Kârı ve piyasayı gözeten bütün inşaatlar bir an önce durdurulmalı ve hatta sonrası için yasaklanmalıdır. Piyasanın arsız isteklerinden ziyade, ihtiyaçların planlanması mecburidir.
İklim krizinde dönülmez ufkun sonunu vaat eden tüm beton dökümleri ivedilikle durdurulmalıdır.
Daha çok inşaat seçkin bir azınlığa daha fazla refah getirirken, yoksul bir çoğunluğa daha fazla yoksulluk getirir. Katma değeri düşük bir sektöre olan bu saplantı toplumsal fayda ve birikime değil, bireysel sermaye birikimine yaramaktadır.
Adam Smith’in görünmez elinin şerrinden, kooperatif ve sosyal konutlara sığınırız.
Mevcut binalar iyileştirilmeli ve enerji verimliliği yatırımları yapılmalıdır.
Halktan çalınarak elde edilen 1,7 milyondan fazla boş ev sosyal konuta çevrilmelidir.
Bugün artık bireysel kazancı değil, kolektif güvenliği ve toplumsal tasarrufu önceleyen bir politika seti oluşturulmalıdır” önerilerini sunuyor gençler.

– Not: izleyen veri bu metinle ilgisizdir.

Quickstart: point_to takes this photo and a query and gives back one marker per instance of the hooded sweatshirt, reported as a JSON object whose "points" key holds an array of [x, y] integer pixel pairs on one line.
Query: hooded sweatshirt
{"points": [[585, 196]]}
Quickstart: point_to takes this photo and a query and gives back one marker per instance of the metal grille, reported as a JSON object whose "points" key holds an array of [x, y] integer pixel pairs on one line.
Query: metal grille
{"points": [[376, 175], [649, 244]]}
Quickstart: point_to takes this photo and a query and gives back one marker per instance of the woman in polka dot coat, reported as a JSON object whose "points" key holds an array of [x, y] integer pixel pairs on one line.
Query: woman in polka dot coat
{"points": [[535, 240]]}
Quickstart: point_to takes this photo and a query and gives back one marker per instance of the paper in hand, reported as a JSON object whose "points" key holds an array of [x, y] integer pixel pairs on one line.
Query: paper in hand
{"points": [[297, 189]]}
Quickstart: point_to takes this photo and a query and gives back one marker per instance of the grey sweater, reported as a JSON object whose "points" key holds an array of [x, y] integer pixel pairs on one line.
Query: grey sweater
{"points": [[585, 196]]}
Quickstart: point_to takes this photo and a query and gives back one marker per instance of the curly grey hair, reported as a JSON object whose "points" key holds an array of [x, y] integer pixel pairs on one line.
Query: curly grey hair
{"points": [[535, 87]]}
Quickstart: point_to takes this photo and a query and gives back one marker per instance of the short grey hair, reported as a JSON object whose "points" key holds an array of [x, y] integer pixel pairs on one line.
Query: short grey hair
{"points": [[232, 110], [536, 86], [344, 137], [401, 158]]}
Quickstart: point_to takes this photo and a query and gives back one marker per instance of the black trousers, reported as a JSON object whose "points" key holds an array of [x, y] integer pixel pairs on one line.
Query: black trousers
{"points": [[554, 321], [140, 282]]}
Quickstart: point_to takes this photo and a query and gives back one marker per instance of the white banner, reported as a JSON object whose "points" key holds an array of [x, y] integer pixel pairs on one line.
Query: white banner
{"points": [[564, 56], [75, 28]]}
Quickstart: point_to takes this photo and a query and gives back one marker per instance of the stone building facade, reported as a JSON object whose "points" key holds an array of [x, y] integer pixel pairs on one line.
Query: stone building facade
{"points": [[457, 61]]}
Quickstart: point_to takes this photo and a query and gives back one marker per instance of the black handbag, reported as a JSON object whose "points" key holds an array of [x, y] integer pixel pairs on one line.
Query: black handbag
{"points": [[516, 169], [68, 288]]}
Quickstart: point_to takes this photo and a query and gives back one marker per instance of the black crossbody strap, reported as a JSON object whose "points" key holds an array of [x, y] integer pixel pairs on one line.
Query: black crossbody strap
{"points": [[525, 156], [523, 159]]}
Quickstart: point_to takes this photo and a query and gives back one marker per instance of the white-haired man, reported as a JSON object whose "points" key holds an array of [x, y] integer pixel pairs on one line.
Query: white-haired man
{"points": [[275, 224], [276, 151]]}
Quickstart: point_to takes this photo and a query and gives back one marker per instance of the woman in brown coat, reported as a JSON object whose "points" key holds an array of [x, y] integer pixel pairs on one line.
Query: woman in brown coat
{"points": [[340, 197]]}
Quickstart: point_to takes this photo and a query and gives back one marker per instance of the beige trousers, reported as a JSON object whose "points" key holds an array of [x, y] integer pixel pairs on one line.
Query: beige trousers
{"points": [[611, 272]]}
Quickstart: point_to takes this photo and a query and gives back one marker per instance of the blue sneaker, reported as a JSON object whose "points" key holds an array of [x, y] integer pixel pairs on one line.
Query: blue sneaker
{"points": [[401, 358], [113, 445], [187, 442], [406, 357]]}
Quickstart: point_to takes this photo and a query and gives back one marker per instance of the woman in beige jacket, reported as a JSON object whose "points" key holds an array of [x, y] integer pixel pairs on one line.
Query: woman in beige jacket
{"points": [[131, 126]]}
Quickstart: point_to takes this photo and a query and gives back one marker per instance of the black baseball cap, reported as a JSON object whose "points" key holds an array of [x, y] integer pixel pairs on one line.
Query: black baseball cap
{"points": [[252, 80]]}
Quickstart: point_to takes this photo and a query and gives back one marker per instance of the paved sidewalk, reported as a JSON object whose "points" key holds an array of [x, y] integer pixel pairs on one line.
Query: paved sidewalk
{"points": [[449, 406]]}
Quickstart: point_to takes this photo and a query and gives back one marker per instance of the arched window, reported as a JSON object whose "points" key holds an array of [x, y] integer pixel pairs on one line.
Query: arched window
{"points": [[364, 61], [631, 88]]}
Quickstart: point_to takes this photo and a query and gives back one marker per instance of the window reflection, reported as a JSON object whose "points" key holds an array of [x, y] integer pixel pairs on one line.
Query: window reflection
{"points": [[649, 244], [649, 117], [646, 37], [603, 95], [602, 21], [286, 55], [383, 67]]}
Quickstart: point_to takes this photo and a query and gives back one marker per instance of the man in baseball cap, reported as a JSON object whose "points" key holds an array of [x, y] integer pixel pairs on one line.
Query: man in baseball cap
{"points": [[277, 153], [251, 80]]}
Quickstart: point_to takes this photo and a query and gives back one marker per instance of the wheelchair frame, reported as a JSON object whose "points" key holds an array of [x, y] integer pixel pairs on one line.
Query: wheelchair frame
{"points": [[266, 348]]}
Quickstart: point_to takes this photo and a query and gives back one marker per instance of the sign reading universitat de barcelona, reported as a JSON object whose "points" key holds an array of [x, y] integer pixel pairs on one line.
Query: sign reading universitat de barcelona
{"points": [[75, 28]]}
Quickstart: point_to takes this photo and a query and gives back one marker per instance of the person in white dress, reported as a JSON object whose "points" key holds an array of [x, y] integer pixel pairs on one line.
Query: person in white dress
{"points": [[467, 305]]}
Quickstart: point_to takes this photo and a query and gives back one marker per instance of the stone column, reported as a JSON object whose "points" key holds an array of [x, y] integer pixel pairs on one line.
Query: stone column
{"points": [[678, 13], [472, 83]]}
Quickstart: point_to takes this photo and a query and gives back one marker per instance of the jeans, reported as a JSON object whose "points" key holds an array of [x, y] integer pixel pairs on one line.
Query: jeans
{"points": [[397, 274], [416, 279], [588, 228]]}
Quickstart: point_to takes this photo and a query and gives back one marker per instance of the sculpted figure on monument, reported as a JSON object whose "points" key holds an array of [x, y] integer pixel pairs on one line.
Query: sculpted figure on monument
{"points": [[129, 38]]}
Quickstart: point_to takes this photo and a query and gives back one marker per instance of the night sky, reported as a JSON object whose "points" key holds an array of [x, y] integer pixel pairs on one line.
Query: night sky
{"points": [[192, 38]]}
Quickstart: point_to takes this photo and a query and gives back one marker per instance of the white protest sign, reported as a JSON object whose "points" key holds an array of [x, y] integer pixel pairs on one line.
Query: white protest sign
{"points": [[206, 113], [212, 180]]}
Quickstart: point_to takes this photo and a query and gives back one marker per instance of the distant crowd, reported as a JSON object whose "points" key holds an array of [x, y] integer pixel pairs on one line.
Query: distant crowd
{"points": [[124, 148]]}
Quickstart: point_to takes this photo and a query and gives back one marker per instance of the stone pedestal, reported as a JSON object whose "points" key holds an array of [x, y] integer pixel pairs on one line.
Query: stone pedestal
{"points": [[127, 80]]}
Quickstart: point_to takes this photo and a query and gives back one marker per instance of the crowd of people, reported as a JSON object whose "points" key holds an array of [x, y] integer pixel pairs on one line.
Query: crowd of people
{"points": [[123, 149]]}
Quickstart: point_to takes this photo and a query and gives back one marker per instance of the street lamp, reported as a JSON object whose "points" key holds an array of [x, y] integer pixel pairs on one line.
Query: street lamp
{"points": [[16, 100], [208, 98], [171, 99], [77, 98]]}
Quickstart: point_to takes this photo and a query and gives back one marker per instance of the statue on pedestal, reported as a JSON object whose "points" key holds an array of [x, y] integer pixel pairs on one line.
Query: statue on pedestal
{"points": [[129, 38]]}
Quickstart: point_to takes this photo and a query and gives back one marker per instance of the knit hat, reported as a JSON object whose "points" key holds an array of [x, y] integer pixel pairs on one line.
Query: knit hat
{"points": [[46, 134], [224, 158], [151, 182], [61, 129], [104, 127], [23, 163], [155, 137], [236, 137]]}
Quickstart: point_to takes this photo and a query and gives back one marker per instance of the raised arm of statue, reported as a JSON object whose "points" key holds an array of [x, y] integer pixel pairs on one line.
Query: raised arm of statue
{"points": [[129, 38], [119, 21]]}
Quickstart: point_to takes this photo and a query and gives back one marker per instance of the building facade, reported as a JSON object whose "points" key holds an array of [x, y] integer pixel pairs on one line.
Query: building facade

“Görünen gerçek olsaydı bilime gerek kalmazdı” K.Marx.
İlk evim, ilk iş yerim, ilk arsam, kentsel dönüşüm … Ortada barınma ve hayata tutunma ihtiyacımızın sömürülmesi ile iktidar için seçimin finansmanı ile sosyal ve ekolojik yıkım projeleri var.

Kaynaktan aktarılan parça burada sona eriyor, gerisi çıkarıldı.